天然及び合成土壌抽出物質の有用なフィンガープリント・パタンは次のようにして得られる。カラムは粒子サイズ５ミクロンの充填剤、通常は逆相ポリマーPRP-1(Hamilton Co.)からなる、長さ１５０ｍｍ、内径４．１ｍｍのものである。移動相は３種類の溶液からなる。溶液Ａは０．１規定水酸化ナトリウム水溶液である。溶液Ｂは０．０５規定のいわゆるPrideauz汎用緩衝液で、４．２５グラムの硝酸ナトリウム(ＮａＮＯ３)、１２．３７グラムのホウ酸(Ｈ３ＢＯ３)、２３．０６グラムのリン酸(Ｈ３ＰＯ４)、及び１．２．０１グラムの酢酸（ＣＨ３ＣＯ２Ｈ）を４リットルの蒸留水と合わせて作る。溶液Ｃは１００％メタノール（ＣＨ３ＯＨ）である。ＨＰＬＣの実行に用いる移動相の勾配は、開始時には溶液Ａ４０％＋溶液Ｂ６０％からなり、組成を直線的に変化させて２０分後に溶液Ａ１００％とする。次いで、移動相を再び直線的に変化させ、次の５分間で１０％Ａ＋９０％Ｃとし、この最終組成をカラム洗浄のために続く３５分間維持する。移動相の流速は毎分１ミリリットルとする。検出器はＵＶ−可視で、３４０ナノメートルに設定する。チャートスピードは通常、毎分０．５センチメートルである。試料ループのサイズは５〜２０マイクロリットルである。乾燥試料１〜１０グラムをｐＨ８〜１０の０．１規定水酸化ナトリウム水溶液１００ミリリットルに溶解して、分析用に溶液を調整する。

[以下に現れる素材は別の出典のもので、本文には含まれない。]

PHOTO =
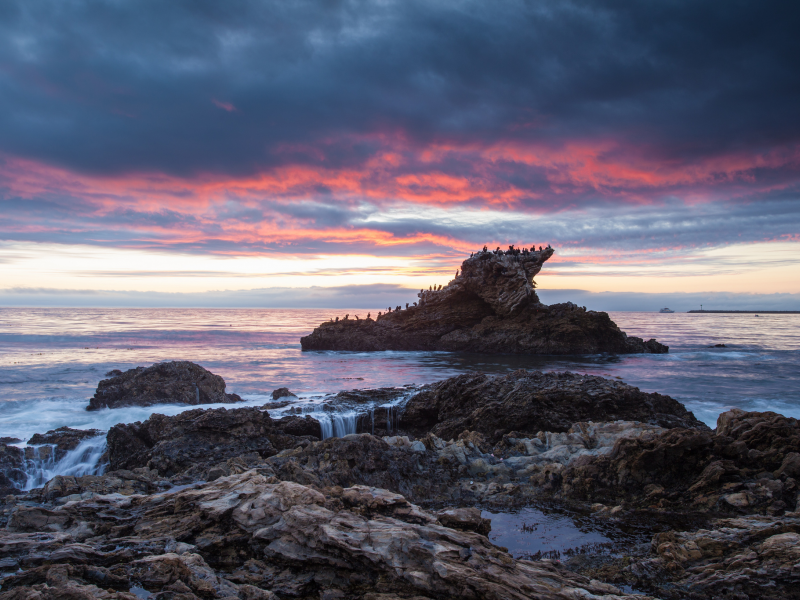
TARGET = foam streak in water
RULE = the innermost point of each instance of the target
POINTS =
(337, 424)
(84, 459)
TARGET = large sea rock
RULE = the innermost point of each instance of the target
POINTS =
(176, 382)
(200, 443)
(490, 307)
(527, 402)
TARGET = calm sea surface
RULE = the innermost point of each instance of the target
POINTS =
(52, 359)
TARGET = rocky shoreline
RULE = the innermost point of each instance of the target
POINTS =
(491, 307)
(233, 503)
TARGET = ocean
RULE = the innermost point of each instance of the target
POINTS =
(52, 359)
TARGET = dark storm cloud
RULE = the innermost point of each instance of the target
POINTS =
(238, 87)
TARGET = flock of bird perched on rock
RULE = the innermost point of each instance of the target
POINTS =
(512, 251)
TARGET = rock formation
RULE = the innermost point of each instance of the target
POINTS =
(177, 382)
(64, 439)
(198, 443)
(251, 537)
(264, 509)
(530, 401)
(490, 307)
(750, 463)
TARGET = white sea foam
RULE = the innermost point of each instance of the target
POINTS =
(84, 459)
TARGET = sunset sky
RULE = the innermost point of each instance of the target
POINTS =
(168, 152)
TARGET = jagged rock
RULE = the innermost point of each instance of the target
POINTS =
(532, 401)
(282, 393)
(64, 439)
(176, 382)
(248, 537)
(746, 557)
(464, 519)
(491, 307)
(745, 466)
(12, 469)
(195, 441)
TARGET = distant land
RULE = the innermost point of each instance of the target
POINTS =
(749, 312)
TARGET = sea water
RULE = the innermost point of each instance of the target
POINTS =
(52, 359)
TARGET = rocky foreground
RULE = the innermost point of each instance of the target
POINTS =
(231, 503)
(490, 307)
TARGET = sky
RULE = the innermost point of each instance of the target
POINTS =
(347, 153)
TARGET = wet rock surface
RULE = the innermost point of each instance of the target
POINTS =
(490, 307)
(232, 503)
(12, 469)
(252, 537)
(63, 439)
(176, 382)
(532, 401)
(749, 464)
(201, 444)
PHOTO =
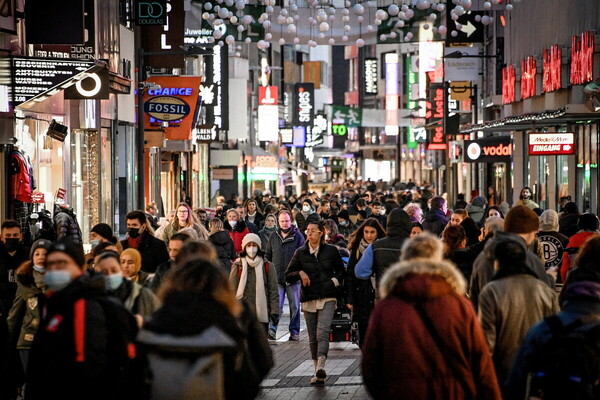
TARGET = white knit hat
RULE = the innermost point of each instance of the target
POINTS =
(251, 238)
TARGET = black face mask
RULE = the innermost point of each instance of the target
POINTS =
(133, 232)
(11, 244)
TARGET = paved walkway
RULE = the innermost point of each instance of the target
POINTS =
(290, 377)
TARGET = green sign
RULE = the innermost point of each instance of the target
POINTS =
(343, 115)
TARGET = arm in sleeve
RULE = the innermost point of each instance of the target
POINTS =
(364, 268)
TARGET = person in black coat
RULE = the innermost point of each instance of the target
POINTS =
(320, 268)
(139, 236)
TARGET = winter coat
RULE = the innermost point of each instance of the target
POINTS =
(435, 221)
(508, 308)
(65, 224)
(8, 281)
(24, 317)
(225, 249)
(327, 264)
(568, 224)
(580, 301)
(153, 251)
(237, 234)
(575, 242)
(83, 344)
(270, 280)
(280, 251)
(401, 359)
(383, 253)
(177, 319)
(483, 267)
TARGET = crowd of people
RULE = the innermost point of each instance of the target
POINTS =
(450, 302)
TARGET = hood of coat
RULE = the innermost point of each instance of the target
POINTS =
(220, 238)
(422, 279)
(398, 223)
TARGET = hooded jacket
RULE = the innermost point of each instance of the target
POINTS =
(401, 359)
(483, 267)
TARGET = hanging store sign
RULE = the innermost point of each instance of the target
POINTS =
(509, 80)
(175, 105)
(528, 74)
(582, 58)
(490, 150)
(371, 77)
(551, 144)
(552, 75)
(304, 104)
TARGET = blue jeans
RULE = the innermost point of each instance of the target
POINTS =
(318, 326)
(293, 293)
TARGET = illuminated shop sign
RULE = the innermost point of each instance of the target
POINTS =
(582, 58)
(490, 150)
(552, 144)
(552, 76)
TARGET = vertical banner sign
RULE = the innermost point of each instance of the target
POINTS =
(582, 58)
(214, 91)
(391, 94)
(371, 76)
(552, 75)
(175, 103)
(304, 104)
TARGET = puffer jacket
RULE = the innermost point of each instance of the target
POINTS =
(401, 359)
(327, 264)
(280, 251)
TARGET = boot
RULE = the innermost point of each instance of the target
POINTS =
(320, 373)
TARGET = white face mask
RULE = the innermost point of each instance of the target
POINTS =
(251, 251)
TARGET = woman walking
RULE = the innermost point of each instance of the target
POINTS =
(360, 293)
(319, 267)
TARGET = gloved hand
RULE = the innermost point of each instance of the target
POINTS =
(274, 319)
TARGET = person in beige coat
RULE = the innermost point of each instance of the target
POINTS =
(511, 303)
(255, 281)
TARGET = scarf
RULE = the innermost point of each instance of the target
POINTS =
(260, 300)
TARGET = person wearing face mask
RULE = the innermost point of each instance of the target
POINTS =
(140, 236)
(255, 281)
(24, 316)
(12, 254)
(85, 343)
(141, 301)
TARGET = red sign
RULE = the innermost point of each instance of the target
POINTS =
(582, 58)
(509, 79)
(267, 95)
(551, 144)
(552, 77)
(438, 139)
(528, 72)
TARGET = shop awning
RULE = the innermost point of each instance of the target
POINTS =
(568, 114)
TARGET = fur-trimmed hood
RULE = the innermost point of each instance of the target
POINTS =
(405, 270)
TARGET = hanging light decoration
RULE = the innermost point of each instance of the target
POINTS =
(323, 22)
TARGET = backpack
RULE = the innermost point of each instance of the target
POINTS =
(568, 365)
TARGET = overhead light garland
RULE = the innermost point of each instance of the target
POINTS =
(321, 22)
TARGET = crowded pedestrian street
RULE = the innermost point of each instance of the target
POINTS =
(299, 199)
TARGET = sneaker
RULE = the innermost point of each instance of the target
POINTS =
(294, 337)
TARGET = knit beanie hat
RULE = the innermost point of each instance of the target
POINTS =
(39, 244)
(549, 221)
(103, 230)
(70, 248)
(251, 238)
(521, 219)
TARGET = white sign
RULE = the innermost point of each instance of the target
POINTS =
(268, 123)
(464, 68)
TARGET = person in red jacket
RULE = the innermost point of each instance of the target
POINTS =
(237, 229)
(588, 226)
(414, 351)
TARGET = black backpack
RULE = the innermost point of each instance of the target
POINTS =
(568, 365)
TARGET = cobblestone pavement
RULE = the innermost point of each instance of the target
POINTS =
(290, 377)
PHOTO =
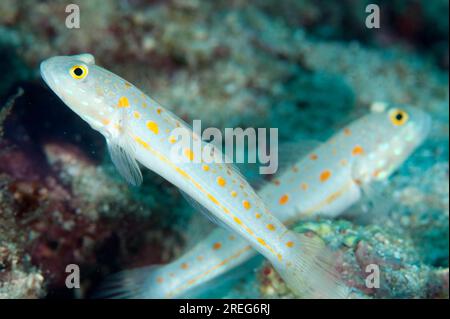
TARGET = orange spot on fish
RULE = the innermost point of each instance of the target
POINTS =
(283, 199)
(325, 175)
(213, 199)
(221, 181)
(136, 115)
(152, 126)
(123, 102)
(357, 150)
(261, 241)
(172, 140)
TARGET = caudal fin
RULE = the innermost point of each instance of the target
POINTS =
(311, 272)
(139, 283)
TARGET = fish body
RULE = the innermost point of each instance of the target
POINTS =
(139, 130)
(326, 181)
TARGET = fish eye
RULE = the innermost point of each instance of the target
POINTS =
(78, 72)
(398, 117)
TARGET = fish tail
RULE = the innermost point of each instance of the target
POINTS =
(309, 270)
(138, 283)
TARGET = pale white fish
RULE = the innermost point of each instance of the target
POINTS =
(139, 130)
(326, 181)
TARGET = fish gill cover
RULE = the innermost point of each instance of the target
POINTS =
(305, 67)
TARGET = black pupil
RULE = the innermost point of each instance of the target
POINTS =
(78, 71)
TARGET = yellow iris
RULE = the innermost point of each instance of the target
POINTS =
(398, 117)
(78, 72)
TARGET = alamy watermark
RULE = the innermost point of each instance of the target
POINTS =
(373, 19)
(211, 146)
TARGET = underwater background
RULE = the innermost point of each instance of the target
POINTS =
(306, 67)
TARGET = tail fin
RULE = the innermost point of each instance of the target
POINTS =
(139, 283)
(311, 273)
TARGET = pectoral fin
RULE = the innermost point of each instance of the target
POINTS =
(122, 155)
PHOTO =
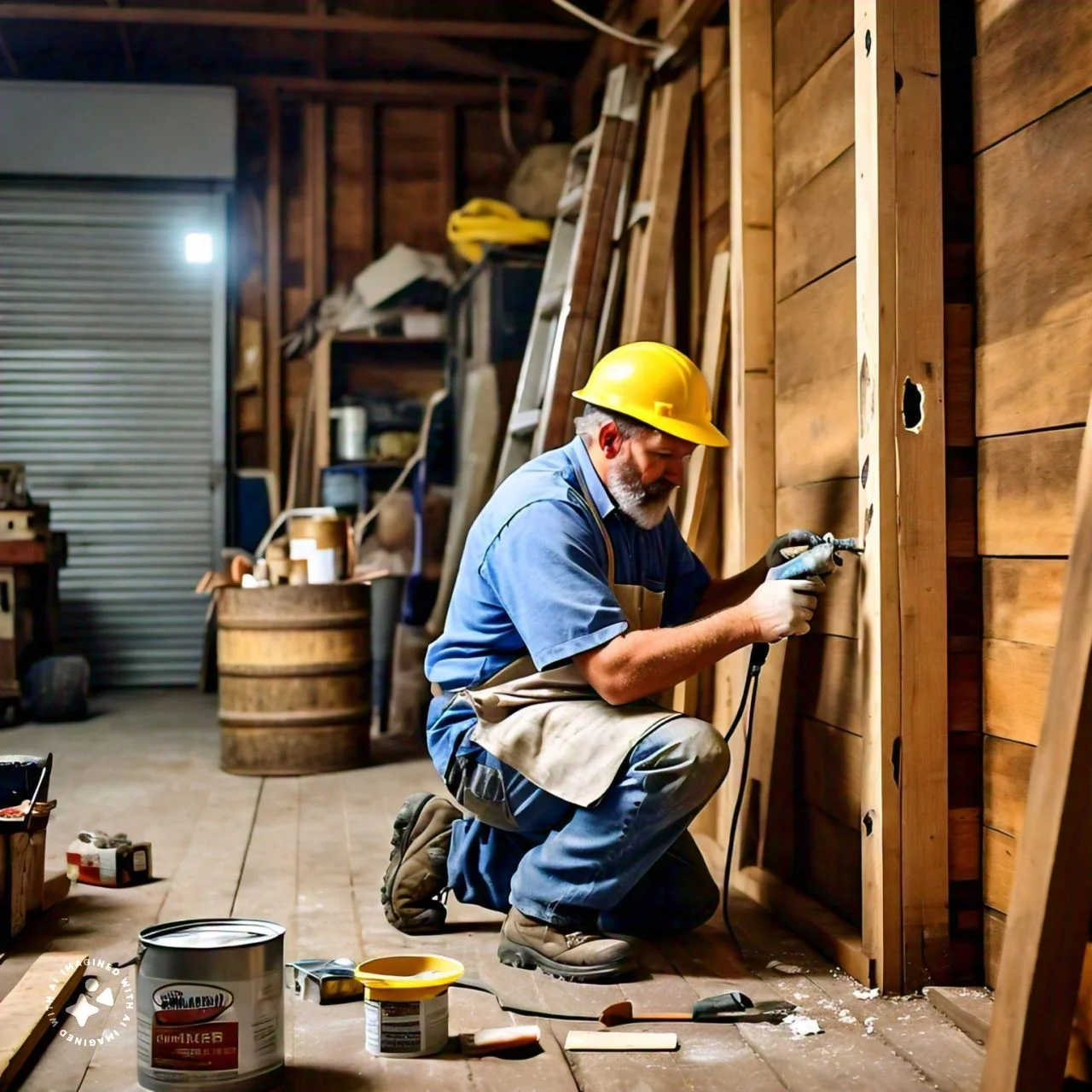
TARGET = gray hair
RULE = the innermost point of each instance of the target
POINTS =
(593, 418)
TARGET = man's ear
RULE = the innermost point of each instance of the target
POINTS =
(611, 439)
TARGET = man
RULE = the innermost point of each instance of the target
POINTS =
(576, 605)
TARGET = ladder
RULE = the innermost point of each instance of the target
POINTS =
(566, 317)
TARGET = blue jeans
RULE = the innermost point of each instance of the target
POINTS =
(624, 865)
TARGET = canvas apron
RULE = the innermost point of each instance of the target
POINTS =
(552, 726)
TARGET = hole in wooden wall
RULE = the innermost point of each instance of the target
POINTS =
(913, 405)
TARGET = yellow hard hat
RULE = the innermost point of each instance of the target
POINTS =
(655, 385)
(484, 219)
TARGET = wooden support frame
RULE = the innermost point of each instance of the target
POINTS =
(470, 93)
(901, 460)
(317, 259)
(299, 23)
(694, 514)
(651, 264)
(449, 160)
(274, 371)
(749, 502)
(1052, 894)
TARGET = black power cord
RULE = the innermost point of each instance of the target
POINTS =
(747, 702)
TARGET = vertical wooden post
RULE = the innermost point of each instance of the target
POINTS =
(749, 502)
(316, 253)
(315, 166)
(1052, 894)
(449, 160)
(901, 461)
(273, 369)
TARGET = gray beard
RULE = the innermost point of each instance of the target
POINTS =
(646, 506)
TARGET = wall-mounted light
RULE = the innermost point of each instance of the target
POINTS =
(199, 248)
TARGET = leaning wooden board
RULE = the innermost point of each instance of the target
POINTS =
(27, 1013)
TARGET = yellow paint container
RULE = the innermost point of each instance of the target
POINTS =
(405, 1003)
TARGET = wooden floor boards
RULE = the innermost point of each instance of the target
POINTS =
(311, 854)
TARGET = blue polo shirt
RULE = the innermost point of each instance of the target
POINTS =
(533, 579)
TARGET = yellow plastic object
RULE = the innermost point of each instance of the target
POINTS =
(484, 219)
(408, 978)
(659, 386)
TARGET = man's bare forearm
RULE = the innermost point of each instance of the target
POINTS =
(642, 663)
(732, 591)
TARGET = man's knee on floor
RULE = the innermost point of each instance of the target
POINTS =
(697, 745)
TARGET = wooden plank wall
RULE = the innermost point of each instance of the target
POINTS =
(1033, 370)
(964, 566)
(816, 436)
(390, 178)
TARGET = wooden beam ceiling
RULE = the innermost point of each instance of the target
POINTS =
(380, 90)
(301, 23)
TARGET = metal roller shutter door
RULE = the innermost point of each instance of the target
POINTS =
(112, 388)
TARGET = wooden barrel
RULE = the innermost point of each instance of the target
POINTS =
(295, 678)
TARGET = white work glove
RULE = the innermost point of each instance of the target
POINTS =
(781, 608)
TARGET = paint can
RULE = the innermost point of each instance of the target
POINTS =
(405, 1003)
(210, 1006)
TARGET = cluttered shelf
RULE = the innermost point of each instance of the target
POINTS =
(365, 336)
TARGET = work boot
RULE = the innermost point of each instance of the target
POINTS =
(417, 874)
(562, 952)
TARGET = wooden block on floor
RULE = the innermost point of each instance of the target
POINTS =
(621, 1041)
(970, 1009)
(26, 1014)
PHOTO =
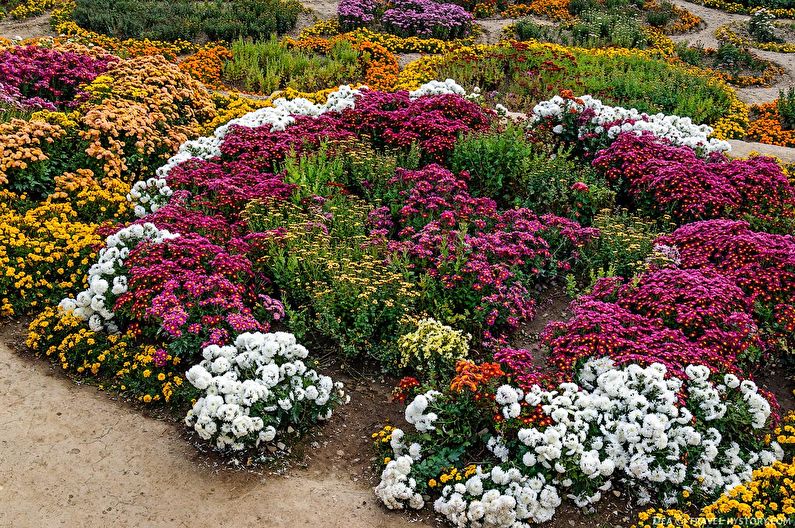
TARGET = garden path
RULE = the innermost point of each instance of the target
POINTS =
(23, 29)
(715, 18)
(70, 456)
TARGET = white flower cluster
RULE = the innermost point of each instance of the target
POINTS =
(497, 499)
(415, 412)
(623, 425)
(252, 388)
(106, 278)
(446, 87)
(147, 196)
(678, 130)
(644, 432)
(396, 488)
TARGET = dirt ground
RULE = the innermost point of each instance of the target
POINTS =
(23, 29)
(706, 36)
(72, 456)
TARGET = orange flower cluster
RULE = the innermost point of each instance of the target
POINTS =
(64, 25)
(554, 9)
(207, 65)
(470, 375)
(766, 128)
(143, 109)
(685, 21)
(24, 143)
(380, 66)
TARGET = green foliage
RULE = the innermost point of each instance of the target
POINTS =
(432, 349)
(335, 287)
(786, 108)
(187, 19)
(661, 16)
(507, 167)
(268, 66)
(495, 162)
(625, 245)
(520, 78)
(761, 28)
(597, 29)
(313, 173)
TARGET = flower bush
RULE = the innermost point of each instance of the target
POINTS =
(256, 389)
(759, 263)
(594, 125)
(662, 178)
(407, 18)
(36, 77)
(432, 348)
(633, 427)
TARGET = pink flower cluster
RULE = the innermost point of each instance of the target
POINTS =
(661, 178)
(387, 119)
(483, 261)
(407, 18)
(727, 304)
(36, 77)
(190, 289)
(761, 264)
(427, 19)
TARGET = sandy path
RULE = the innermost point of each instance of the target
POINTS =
(714, 19)
(23, 29)
(70, 456)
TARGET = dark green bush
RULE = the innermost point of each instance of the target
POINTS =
(786, 108)
(187, 19)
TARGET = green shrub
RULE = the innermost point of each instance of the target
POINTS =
(786, 108)
(268, 66)
(336, 289)
(520, 78)
(761, 28)
(624, 247)
(529, 29)
(432, 349)
(187, 19)
(495, 162)
(598, 29)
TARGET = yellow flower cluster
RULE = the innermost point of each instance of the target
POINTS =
(784, 434)
(23, 144)
(44, 251)
(383, 436)
(737, 7)
(728, 33)
(735, 123)
(94, 200)
(767, 500)
(231, 106)
(393, 43)
(142, 109)
(554, 9)
(454, 474)
(29, 8)
(432, 345)
(133, 368)
(64, 25)
(321, 28)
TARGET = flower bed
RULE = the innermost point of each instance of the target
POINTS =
(41, 78)
(407, 18)
(69, 172)
(736, 34)
(766, 127)
(519, 75)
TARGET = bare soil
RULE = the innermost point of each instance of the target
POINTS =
(713, 19)
(24, 29)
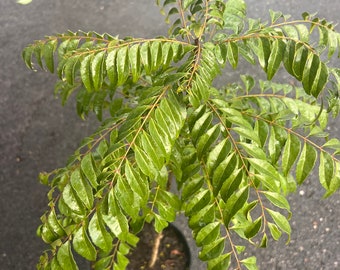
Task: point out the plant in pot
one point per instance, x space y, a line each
171 142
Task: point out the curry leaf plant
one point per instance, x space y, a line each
231 154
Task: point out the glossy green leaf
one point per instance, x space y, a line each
82 188
88 168
306 162
232 54
85 72
150 148
139 185
126 197
167 54
290 153
263 166
299 61
222 262
122 62
146 57
275 58
145 163
281 221
202 217
156 54
98 233
70 69
115 220
54 224
231 184
135 62
221 52
191 187
111 67
253 150
223 171
65 257
234 204
277 199
72 201
218 154
207 140
253 229
263 52
201 126
208 234
326 170
83 246
48 54
212 250
198 202
157 132
97 70
250 263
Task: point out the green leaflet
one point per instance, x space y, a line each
232 54
281 221
139 185
201 126
85 72
167 204
70 67
207 140
54 224
250 263
135 62
277 199
200 200
263 50
223 171
212 250
306 162
115 219
263 166
65 258
111 67
290 153
127 199
82 188
98 233
97 65
275 58
274 230
72 201
203 217
169 123
145 162
234 204
83 246
220 263
48 53
122 63
253 229
326 170
208 234
218 154
156 55
89 169
146 57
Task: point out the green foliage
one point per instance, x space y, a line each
234 152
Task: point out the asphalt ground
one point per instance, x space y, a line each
37 134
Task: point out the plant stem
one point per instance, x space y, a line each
155 250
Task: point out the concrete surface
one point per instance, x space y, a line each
37 134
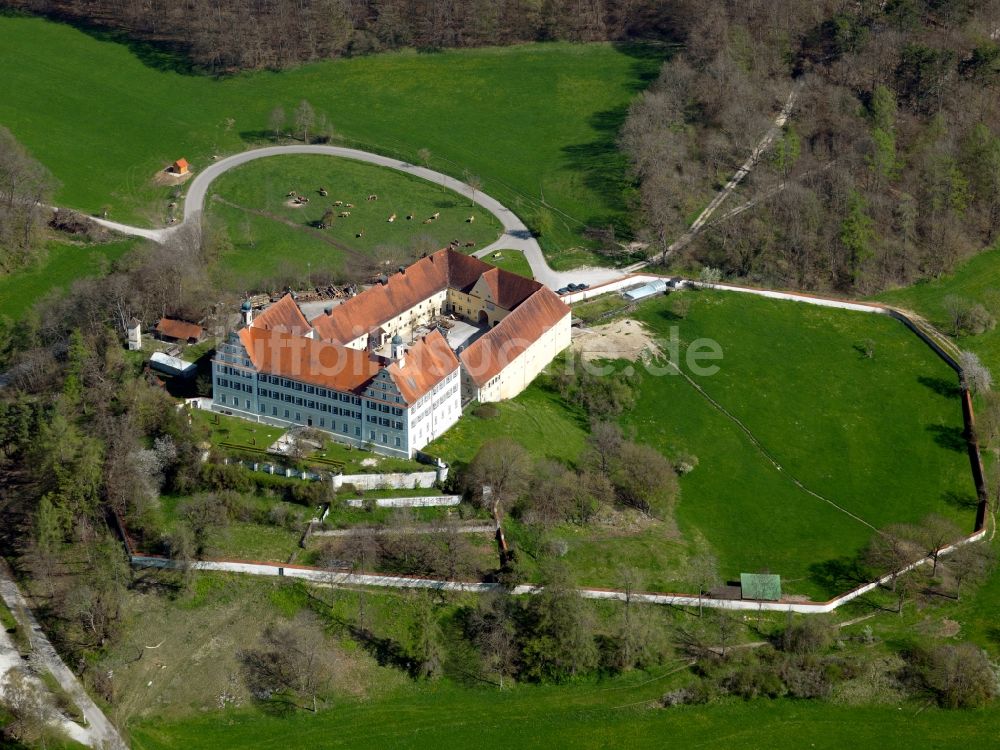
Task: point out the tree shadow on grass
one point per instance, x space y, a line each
960 500
951 438
162 56
941 386
839 575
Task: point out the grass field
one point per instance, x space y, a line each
611 714
535 122
538 419
880 437
511 260
64 263
270 237
233 431
976 280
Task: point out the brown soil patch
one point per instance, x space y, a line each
163 178
622 339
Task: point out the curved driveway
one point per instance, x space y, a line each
516 235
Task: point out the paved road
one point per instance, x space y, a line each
99 732
515 236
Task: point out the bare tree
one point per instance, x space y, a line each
499 474
970 563
276 121
975 373
291 661
702 572
305 117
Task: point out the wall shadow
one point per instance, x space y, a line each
952 438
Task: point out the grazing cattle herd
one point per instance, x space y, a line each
332 214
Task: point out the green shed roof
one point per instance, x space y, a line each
760 586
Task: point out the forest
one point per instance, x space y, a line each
888 170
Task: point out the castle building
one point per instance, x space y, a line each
392 367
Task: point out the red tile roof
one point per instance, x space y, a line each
321 363
426 364
373 307
490 353
283 315
179 329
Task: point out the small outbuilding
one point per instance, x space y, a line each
172 365
170 329
760 586
658 286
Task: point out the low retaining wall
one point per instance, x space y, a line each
336 578
430 501
398 481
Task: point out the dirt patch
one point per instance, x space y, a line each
622 339
163 178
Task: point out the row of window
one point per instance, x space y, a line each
385 422
225 383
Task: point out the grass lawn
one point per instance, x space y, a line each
245 540
537 418
270 237
592 309
880 437
535 122
64 263
358 461
614 713
976 280
511 260
234 431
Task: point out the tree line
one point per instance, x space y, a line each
246 34
888 170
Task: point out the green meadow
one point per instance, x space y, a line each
537 123
271 235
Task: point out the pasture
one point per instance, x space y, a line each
879 438
274 235
537 123
63 263
611 713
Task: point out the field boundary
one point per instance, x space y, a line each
337 578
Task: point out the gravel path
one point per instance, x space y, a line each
516 236
99 732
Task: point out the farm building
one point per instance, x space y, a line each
379 369
646 290
171 329
172 365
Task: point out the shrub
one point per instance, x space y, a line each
486 411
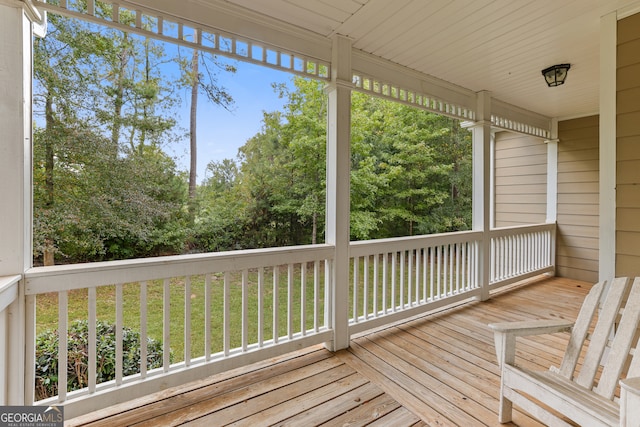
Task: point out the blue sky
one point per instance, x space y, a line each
222 132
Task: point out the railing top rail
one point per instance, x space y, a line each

本発明の化学的方法並びに分離及び単離法は、経済液に許容できる収率を提供する工業レベルへの直接のスケールアップに適している。本発明の化学的方法並びに分離及び単離法では、１００％に近い合成生成物収率を得ることができる。さらに一般的に、３００ｍｌ中１０ミリモルの１つまたは複数の出発有機化合物から約０．０８から０．６５ｇの合成フミン酸が得られる。これらの手順は、１つまたは複数の出発有機化合物を含む初期溶液１０，０００から２０，０００リットル以上を用いる医薬品製造規模にスケールアップすることができる。１０，０００リットルの保温ジャケット付きステンレス・タンクで３００ｍｌ中１０ミリモルの出発有機化合物濃度を用いて、全収量約２．７から２１．７ｋｇまでの合成フミン酸が得られる。１回の抗ウイルス治療にミリグラム量の合成フミン酸を用いてもよい。合成フミン酸２０ｋｇはユニット当たり１０ｍｇで２００万ユニットの抗ウイルス製剤に相当する。ユニット当たり０．１０＄の治療コストでも、これは合成フミン酸２００，０００＄に相当する。本発明で用いる出発有機化合物は比較的安価であるため、本発明の化学的方法並びに分離及び単離法の合成収率は経済的に非常に良好である。

実施例１から９は、本発明の方法で用いることのできる様々な出発有機化合物の実例である。様々な出発化合物を例示するために本発明の方法の全段階を実施する必要はないと考えられた。特に、実施例１から９は本発明の方法の段階ｅ）を除く全段階の実例である。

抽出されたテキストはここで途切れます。